Budget Professional saxophone mouthpieces can range in price from around $120-$700, but as a general rule, a classical mouthpiece typically runs from $120-$300 and a jazz mouthpiece is typically between $150-$700. Hard rubber mouthpieces are on the lower end of the cost spectrum and metal mouthpieces on the higher end.

Player Age and Skill Level For a beginner, a less open-tipped mouthpiece with a round chamber, like the Vandoren Optimum AL3 will give a consistent and round sound across all registers. As a player matures and desires more flexibility and projection, she/he may seek out a more open-tipped mouthpiece.
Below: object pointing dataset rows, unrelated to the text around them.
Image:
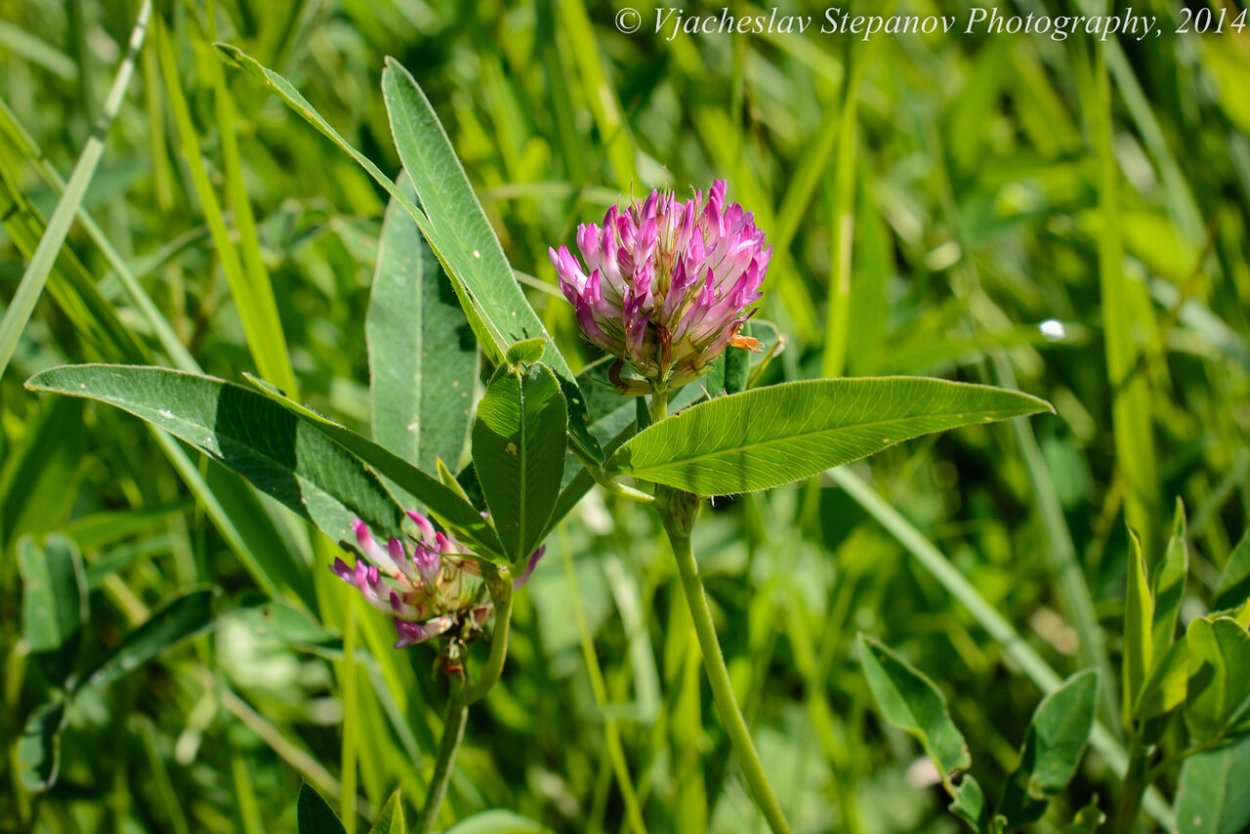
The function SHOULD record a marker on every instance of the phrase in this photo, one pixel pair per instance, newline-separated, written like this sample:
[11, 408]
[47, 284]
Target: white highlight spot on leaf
[1053, 329]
For a more mature musician, try Vandoren Profile AP3 or the Vandoren Optimum AL5. For a jazz musician, it really depends upon player sound preference. Many saxophonists who primarily play jazz, will select a mouthpiece with a wider tip opening and play a softer reed. I personally play more on the “classical” side but also doubles in jazz, I prefer a more closed-tip jazz mouthpiece as it more closely resembles the resistance I get on my classical setup. 

For a young student buying her/his first jazz mouthpiece, use a smaller tip opening for initial success. However, if a jazz educator has very strong opinions about tip opening and reed strength, trust what they suggest. 

When looking at mouthpieces you will see a series of numbers (or letters like Selmer Paris) that correspond to the tip opening of the mouthpiece. One model mouthpiece (Vandoren Optimum) will have multiple tip opening sizes (AL3, AL4, AL5). Generally, the bigger the number, the bigger the tip opening. This is not a universal, so it is important to check with each manufacturer to confirm their system.